The Best Memoir I've Ever Read

Black Boy, by Richard Wright, was published 80 years ago. The edition I finally got around to reading (and came across by happenstance) contained only the first part, "Southern Night." I didn't know there was a second part, "The Horror and the Glory," until I started writing this. There's no point in reviewing a book I've only half read. Anybody interested in a detailed review can find one elsewhere.

 

But there are a few things I want to say about the first half of Black Boy. For starters, it's the best memoir I've ever read. I can't think of any other autobiographical work that comes close to this book's raw emotional power.
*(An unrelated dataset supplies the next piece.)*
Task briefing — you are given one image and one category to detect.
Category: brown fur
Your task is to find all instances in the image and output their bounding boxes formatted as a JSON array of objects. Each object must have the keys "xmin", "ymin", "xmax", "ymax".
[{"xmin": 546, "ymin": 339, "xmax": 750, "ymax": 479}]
It gives you a visceral sense of what it was like to grow up Black in the Jim Crow South of Mississippi, Arkansas, and Tennessee in the first half of the 20th century. (Wright was born in 1908.) Yes, I understood what Jim Crow meant: lynching, segregated schools, Black-and-white water fountains, back of the bus, etc. But I didn't fully understand the everyday fear, humiliation, intimidation, and hopelessness of every ordinary interaction with both white people and Black. There's a disturbing scene on virtually every page.

 

One more thing: When Donald Trump says, "Make America Great Again," the America of Black Boy is what he's talking about.

 

Now I've got to read the second half of the book, which solves the problem of what to read next. The first half of Black Boy is a tough act to follow.